1. At military swearing-in ceremonies, soldiers may pledge an oath on either the Tanakh, Bible or Koran.
2. Since 1948, women have served side-by-side male soldiers in the IDF. The Equality Amendment to the Military Service Law states that “the right of women to serve in any role in the IDF is equal to the right of men.” Each year, 1,500 female combat soldiers are drafted into the IDF and 88 percent of all positions are open to women.
3. Israel is one of 24 countries that allow gay individuals to openly serve in the military. Sexual orientation does not stand as a barrier to receiving promotions or joining elite units. Israelis show a “great tolerance” for gay soldiers.

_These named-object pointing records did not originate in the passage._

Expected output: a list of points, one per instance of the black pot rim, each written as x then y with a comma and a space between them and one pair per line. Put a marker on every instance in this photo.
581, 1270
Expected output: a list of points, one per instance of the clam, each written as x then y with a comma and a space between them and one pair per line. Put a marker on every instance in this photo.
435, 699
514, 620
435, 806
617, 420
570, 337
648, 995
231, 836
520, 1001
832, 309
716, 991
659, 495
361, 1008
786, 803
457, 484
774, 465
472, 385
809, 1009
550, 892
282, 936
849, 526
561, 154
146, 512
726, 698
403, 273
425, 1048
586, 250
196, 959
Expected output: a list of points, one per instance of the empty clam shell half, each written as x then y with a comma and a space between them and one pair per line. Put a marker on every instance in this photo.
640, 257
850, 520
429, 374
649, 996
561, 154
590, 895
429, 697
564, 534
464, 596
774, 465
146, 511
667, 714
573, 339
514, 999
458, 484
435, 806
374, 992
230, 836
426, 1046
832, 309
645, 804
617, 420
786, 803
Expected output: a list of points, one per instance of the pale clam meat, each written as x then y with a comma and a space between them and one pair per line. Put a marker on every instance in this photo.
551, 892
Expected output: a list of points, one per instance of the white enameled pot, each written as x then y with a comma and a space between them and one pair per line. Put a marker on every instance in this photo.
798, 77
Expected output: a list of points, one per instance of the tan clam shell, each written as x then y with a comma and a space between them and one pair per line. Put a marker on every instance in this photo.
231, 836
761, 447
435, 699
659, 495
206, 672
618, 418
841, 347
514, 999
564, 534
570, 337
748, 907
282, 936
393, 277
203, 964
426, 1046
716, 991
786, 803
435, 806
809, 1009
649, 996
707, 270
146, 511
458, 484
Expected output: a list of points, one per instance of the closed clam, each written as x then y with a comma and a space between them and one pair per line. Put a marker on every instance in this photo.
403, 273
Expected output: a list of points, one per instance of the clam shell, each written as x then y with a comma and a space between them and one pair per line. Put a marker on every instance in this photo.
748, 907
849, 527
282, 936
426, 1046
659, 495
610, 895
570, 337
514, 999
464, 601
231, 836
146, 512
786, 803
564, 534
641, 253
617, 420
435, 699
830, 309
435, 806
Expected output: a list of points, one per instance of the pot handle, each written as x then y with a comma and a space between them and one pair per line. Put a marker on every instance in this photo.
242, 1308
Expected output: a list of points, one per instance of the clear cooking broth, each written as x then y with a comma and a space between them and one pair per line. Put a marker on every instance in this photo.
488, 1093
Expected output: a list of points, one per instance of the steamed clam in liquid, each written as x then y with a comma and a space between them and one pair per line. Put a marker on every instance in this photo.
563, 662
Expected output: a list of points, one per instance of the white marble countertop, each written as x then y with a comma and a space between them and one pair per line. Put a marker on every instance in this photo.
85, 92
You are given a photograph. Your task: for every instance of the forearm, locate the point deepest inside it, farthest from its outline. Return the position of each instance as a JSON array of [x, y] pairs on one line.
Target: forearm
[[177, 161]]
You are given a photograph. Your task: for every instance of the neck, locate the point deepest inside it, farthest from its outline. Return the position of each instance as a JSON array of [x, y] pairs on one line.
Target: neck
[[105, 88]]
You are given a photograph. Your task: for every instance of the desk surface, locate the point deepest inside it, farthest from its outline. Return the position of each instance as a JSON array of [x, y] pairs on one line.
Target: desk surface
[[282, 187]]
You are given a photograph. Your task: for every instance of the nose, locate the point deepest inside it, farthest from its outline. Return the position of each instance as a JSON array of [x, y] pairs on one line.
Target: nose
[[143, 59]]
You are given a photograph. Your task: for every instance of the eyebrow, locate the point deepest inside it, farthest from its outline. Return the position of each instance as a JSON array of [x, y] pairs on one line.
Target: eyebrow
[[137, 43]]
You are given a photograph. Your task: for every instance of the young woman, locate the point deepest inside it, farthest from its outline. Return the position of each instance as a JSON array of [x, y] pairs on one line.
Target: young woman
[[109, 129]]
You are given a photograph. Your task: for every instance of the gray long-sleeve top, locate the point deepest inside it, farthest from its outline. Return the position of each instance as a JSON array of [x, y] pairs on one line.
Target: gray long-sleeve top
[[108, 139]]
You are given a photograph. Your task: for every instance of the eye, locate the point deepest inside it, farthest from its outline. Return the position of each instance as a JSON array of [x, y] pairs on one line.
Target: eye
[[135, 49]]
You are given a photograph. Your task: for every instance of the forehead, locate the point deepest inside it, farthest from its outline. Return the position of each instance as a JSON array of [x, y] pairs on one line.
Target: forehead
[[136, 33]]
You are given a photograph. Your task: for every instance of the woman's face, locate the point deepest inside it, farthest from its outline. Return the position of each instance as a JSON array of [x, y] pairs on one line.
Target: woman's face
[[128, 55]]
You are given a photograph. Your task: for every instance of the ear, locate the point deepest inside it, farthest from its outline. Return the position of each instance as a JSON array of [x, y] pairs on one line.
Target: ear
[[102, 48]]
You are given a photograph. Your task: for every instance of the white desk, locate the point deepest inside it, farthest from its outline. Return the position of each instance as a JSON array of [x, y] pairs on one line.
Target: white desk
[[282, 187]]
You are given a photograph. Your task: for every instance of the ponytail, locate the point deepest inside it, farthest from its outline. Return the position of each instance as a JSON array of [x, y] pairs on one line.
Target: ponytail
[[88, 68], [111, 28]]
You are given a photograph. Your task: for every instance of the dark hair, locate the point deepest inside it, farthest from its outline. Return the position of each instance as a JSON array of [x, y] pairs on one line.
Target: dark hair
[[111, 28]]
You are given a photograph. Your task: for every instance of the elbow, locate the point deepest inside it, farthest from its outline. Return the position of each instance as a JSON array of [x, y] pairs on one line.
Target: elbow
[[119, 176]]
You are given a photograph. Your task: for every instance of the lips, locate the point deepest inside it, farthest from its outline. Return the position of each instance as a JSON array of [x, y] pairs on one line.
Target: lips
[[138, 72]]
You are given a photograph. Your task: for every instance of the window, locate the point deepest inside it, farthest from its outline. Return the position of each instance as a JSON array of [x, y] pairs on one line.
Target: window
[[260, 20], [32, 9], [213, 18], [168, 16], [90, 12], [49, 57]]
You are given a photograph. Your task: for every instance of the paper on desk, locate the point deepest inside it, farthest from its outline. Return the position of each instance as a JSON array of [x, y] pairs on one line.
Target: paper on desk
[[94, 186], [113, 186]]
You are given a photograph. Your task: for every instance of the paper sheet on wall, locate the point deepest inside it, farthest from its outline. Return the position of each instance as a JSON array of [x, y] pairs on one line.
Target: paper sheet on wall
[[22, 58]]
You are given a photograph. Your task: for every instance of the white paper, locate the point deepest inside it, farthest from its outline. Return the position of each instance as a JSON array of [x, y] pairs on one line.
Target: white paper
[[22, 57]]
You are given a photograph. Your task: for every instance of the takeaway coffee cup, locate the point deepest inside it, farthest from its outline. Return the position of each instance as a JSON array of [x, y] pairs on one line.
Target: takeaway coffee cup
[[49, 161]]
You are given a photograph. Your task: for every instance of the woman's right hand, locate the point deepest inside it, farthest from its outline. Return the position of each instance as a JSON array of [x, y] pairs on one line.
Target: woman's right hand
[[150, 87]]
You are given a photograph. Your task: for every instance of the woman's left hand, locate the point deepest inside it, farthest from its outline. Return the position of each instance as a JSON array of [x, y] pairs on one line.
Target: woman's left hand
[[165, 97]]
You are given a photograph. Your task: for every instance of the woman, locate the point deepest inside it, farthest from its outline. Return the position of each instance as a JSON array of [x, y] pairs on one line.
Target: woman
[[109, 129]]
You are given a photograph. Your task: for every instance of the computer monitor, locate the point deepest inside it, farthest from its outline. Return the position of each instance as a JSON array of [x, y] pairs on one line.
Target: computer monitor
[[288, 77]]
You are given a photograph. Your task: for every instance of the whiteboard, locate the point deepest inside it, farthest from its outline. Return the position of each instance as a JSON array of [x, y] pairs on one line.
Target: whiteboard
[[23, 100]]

4. In 2001, the Women’s Affairs Advisor to the Chief of Staff was created in an effort to empower women and maximize the capabilities and opportunities of women serving in the IDF.
5. While there is a compulsory military draft for Israelis, hundreds of Jews from around the world volunteer to serve the state of Israel every year.

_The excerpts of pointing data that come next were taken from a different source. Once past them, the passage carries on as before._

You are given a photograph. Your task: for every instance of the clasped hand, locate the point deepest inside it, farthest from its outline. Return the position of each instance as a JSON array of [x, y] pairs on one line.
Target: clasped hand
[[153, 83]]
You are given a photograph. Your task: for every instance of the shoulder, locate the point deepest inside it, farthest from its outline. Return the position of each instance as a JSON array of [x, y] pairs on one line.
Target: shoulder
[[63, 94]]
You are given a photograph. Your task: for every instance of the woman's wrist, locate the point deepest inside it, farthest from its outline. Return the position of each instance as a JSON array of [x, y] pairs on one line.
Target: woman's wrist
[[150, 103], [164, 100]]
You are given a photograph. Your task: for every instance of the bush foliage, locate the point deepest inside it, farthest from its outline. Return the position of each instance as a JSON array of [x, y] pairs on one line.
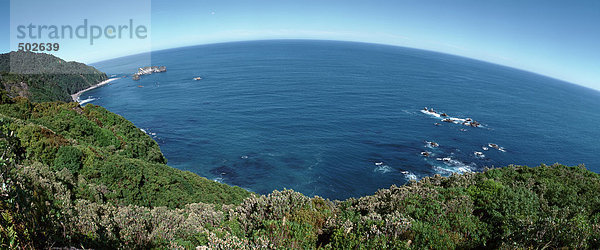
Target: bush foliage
[[92, 179], [83, 177]]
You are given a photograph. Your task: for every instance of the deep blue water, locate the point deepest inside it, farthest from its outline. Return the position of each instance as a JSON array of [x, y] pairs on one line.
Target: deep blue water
[[340, 119]]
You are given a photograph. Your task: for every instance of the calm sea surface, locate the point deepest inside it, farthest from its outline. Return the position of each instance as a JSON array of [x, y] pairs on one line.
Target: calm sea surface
[[339, 119]]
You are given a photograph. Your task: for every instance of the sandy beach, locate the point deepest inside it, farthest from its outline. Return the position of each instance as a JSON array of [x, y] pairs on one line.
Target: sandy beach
[[76, 95]]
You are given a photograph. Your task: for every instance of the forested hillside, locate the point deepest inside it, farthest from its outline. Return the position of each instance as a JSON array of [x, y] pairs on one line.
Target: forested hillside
[[83, 177], [44, 77]]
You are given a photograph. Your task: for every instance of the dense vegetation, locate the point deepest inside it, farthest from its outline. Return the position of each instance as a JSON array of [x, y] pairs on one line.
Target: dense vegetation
[[44, 77], [83, 177]]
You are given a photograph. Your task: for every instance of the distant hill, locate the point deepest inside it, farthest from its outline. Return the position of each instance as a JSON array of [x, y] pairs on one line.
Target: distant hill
[[43, 77]]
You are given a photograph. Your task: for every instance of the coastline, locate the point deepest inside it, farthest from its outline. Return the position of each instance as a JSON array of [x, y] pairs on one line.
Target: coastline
[[75, 96]]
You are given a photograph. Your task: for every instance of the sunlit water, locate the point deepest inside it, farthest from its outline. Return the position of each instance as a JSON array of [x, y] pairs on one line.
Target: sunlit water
[[340, 119]]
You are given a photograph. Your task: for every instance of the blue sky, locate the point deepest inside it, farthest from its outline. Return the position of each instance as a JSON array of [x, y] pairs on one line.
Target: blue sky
[[560, 39]]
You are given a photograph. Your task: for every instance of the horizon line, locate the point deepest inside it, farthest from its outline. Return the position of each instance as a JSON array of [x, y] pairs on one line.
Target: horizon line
[[362, 42]]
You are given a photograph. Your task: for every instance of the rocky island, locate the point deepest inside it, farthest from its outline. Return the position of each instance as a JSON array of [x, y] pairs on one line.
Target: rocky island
[[149, 71]]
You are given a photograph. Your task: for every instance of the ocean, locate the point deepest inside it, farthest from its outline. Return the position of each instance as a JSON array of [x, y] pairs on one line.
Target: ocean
[[342, 119]]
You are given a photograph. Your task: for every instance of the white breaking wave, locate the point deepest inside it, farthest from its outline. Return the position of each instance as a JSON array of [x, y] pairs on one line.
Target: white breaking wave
[[450, 166], [409, 176], [81, 102], [383, 169], [455, 120]]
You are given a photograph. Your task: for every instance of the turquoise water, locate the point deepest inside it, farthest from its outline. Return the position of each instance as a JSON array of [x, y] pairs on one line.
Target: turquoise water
[[340, 119]]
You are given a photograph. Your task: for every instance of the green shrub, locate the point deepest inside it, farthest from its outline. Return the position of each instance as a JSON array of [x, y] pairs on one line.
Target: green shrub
[[68, 157]]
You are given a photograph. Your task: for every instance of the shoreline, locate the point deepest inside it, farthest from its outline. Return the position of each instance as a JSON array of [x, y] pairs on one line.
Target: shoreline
[[75, 96]]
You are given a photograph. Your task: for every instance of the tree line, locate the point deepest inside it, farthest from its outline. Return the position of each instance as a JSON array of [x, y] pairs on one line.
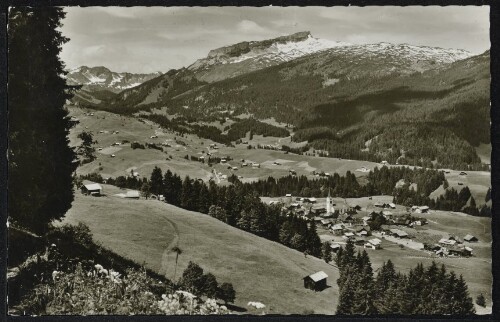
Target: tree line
[[237, 205], [41, 163], [423, 290]]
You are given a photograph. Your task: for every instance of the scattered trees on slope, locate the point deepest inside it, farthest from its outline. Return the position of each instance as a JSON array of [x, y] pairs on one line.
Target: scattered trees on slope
[[430, 290], [40, 160]]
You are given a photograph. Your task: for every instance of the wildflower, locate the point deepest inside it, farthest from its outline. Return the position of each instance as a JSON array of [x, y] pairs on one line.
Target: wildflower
[[257, 305]]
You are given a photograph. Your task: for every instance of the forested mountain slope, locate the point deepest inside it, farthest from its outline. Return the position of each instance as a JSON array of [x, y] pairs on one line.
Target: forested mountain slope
[[400, 103]]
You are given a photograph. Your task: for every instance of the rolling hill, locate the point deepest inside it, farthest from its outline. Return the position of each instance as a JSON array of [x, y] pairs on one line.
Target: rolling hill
[[405, 104], [99, 84], [146, 230]]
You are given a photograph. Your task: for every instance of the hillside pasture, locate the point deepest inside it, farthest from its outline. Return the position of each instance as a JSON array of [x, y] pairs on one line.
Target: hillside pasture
[[146, 230]]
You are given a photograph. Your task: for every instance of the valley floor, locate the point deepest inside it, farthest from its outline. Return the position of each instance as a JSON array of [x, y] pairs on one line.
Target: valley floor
[[260, 270]]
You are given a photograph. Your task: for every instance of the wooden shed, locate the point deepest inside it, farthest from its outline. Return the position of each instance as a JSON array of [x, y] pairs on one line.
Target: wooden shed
[[316, 281]]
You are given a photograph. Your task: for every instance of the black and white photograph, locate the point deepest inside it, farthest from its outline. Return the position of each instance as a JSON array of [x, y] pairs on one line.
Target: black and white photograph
[[249, 161]]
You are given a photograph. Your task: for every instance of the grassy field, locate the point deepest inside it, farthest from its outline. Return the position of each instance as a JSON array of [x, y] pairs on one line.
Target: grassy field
[[260, 270], [476, 270], [144, 161]]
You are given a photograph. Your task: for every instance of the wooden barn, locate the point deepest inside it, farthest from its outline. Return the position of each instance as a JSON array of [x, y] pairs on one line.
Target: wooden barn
[[93, 189], [316, 281]]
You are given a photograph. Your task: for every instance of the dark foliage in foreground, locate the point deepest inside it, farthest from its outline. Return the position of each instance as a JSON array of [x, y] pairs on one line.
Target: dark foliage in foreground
[[424, 290], [77, 276], [40, 160]]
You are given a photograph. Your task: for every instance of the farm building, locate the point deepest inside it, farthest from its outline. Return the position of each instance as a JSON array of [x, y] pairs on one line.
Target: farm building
[[373, 243], [346, 218], [326, 222], [447, 242], [93, 189], [401, 220], [422, 210], [337, 229], [363, 231], [398, 233], [348, 235], [320, 210], [132, 194], [460, 251], [434, 247], [316, 281], [335, 247], [469, 238]]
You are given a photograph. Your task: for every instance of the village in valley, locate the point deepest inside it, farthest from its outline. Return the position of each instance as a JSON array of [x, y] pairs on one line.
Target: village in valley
[[405, 235], [277, 172]]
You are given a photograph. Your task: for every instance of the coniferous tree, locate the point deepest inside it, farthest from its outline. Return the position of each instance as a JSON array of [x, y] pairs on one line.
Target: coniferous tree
[[156, 181], [186, 200], [40, 160], [326, 252]]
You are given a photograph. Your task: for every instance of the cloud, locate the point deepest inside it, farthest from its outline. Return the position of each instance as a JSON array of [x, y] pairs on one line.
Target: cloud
[[145, 39], [249, 26]]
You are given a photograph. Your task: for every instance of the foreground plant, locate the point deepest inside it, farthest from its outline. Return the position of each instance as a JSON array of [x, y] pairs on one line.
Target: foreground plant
[[103, 291]]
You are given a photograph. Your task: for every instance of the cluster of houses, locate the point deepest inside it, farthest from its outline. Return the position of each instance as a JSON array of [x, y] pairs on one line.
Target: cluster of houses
[[452, 246], [254, 165]]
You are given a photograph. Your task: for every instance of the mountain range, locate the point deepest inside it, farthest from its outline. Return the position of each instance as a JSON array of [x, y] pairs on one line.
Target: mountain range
[[400, 102], [99, 83]]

6. Additional vacation time is allotted to soldiers of all faiths and religious practices. For example, Bedouin and Druze soldiers are granted time off from the army to celebrate the religious holiday of Eid al-Adha with friends and family.
7. In 2011, the IDF proudly welcomed its first-ever female major general, Orna Barbivai, who was promoted as commander of the Manpower Directorate. She holds the IDF’s second-highest rank, reporting directly to Lt. Gen. Benny Gantz, IDF chief of staff.